Chennai: Kalavathi had to trudge a long way to the local mill to get her dosa batter ground for breakfast. “All the women in the area would get together to get this done," said the 33-year-old mother of two.

It was a daily grind. “I would have to soak and carry the urad dal and rice all the way (to the mill) to get it ground," she said.

Now, thanks to the ‘Amma grinder’ at home, life is a lot easier for Kalavathi, who works as a domestic help in the Chennai suburb of Tambaram. “I can easily make my own batter at home," she added.

The ‘Amma grinder’ is part of a Tamil Nadu government scheme under which holders of green-coloured ration cards are provided with free wet grinders, along with other appliances such as ‘mixies’ and electric fans. Over the past four years, the Tamil Nadu Civil Supplies Corporation has distributed these freebies to nearly 1.85 crore women. In the first year of the scheme, 2011-12, the government sanctioned a sum of 1,250 crore for this purpose.

The scheme catapulted the wet-grinder industry, which was fairly small until then, to a serious business with an over 4,200 crore turnover as of June. Of the 12 big manufacturers that bagged the tenders, 10 are from Coimbatore, one from Erode and one from Chennai.

The manufacturers in Coimbatore—which emerged as a natural hub for the industry due to its entrepreneurial spirit, local talent and easy access to electric motors and natural stones—have always enjoyed a dominant share of the wet-grinder market.

All the parts essential to make wet grinders are usually sourced locally.

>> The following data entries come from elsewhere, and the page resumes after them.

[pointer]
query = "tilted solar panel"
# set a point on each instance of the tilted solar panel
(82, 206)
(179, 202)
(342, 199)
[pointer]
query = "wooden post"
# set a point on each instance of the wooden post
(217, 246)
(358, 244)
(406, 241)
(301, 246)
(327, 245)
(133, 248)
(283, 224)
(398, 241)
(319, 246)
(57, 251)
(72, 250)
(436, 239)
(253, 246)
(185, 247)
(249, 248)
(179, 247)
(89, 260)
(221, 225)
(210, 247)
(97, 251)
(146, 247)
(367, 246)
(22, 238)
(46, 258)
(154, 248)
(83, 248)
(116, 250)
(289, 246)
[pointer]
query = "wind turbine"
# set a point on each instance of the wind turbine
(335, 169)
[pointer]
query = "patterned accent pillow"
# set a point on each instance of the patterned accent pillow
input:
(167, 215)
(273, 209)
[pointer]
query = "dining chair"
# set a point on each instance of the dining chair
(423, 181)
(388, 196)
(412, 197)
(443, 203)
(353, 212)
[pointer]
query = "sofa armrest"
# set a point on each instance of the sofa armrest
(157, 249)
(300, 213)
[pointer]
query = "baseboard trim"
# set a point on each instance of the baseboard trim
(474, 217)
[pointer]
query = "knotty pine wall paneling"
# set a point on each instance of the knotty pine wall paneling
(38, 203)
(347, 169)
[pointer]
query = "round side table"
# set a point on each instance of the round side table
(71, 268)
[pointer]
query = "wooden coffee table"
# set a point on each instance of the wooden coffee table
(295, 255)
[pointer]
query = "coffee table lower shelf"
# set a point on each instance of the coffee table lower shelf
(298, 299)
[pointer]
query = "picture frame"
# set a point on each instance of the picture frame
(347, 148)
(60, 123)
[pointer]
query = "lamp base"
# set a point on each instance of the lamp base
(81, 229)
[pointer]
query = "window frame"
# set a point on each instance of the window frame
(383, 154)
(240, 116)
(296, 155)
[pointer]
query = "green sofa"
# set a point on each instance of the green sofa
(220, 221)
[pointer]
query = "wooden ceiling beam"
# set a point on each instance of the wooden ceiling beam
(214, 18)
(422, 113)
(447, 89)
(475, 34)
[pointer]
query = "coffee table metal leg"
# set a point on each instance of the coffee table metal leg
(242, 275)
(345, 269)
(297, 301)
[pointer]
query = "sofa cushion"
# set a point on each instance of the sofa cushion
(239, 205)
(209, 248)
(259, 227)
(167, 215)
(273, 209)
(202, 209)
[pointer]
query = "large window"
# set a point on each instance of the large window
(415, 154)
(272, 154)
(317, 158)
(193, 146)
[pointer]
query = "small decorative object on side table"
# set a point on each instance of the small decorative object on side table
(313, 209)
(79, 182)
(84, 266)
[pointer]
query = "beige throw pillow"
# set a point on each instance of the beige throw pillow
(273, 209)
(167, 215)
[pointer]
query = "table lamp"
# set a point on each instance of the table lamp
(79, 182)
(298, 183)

However, in this case, owing to the volumes required under the scheme, a sizeable quantity of electric motors had to be imported from China.

Out of every 1 lakh wet grinders produced in India, around 75,000 grinders get made in Coimbatore alone.

While wet grinder use isn’t restricted to Tamil Nadu, Coimbatore and its suburbs remain the hub of its production. The 700 units in this cluster, which used to have a turnover of around 225 crore per annum till 2011, now boasts a 2,800-crore turnover.

“To rope in the maximum number of manufacturers, the bigger units bid as a consortium and the entire Coimbatore cluster benefited. This has significantly helped all the units in the region," says D. Krishnamoorthy, president, Coimbatore Wet Grinders Manufacturers Association (COWMA).

As a large portion of the industry is unorganized and doesn’t have the minimum qualifications for bidding, being clubbed into a consortium with bigger players ensures profitability.

But with the assembly elections scheduled to be held around May next year, the freebie scheme must come to an end, as per the norms of the Election Commission. It is expected to wind down in September with the distribution of the last 90 lakh grinders for the fiscal years 2014-15 and 2015-16.

“We are not sure of the future now," Krishnamoorthy said.

Amudha, a 39-year-old daily wage worker at a wet-grinder assembly unit, is uncertain about her future. “If they cut down production, I fear I may lose my job," she said.

She may be right. While the spurt in demand tied to the government scheme had created jobs on a large scale, there is now fear of a downsizing once the scheme ends.

“Our company has notched up a turnover of nearly 100 crore in the last four years due to the scheme. After capacity addition, it is now difficult to bring down the scale of production from that peak," said P. Kumeresan of Ponmani Grinders.

D. Nandakumar, president of the Indian Chamber of Commerce and Industry, Coimbatore, said, “Major orders were bagged by Coimbatore. That is definitely a bonus. Industry cannot expect the same boom every time and should be prepared for the worst."

Others are more optimistic.

“Most of the ration-card holders have benefited from the government scheme and are using grinders. Once they get used to the comfort of using them, they will need them for their everyday cooking," said K. Ravi of Sri Lakshmi Industries, which has been in the business for over five decades now. “Hopefully, after a couple of years, grinder sales will pick up again. This time it will be a replacement and service market though."

Left with no choice, many wet-grinder manufacturers are trying to find ways to better use their existing factories. “Once the scheme comes to an end, it is difficult for us to drastically reduce the turnover of these past four years. So, we are planning to make use of the newly-created capacity and venture into tapping the home appliance market with a new range of products," said Kumeresan.

Expanding the market is another option. Demand from clients other than the state government is expected to continue.

“Grinders of over three-litre capacity are used by hotels, outdoor caterers, marriage halls, commercial batter manufacturers, etc. A lot of cottage industries in cities use commercial wet grinders to prepare batter and sell them through retail outlets," said K. Ravi.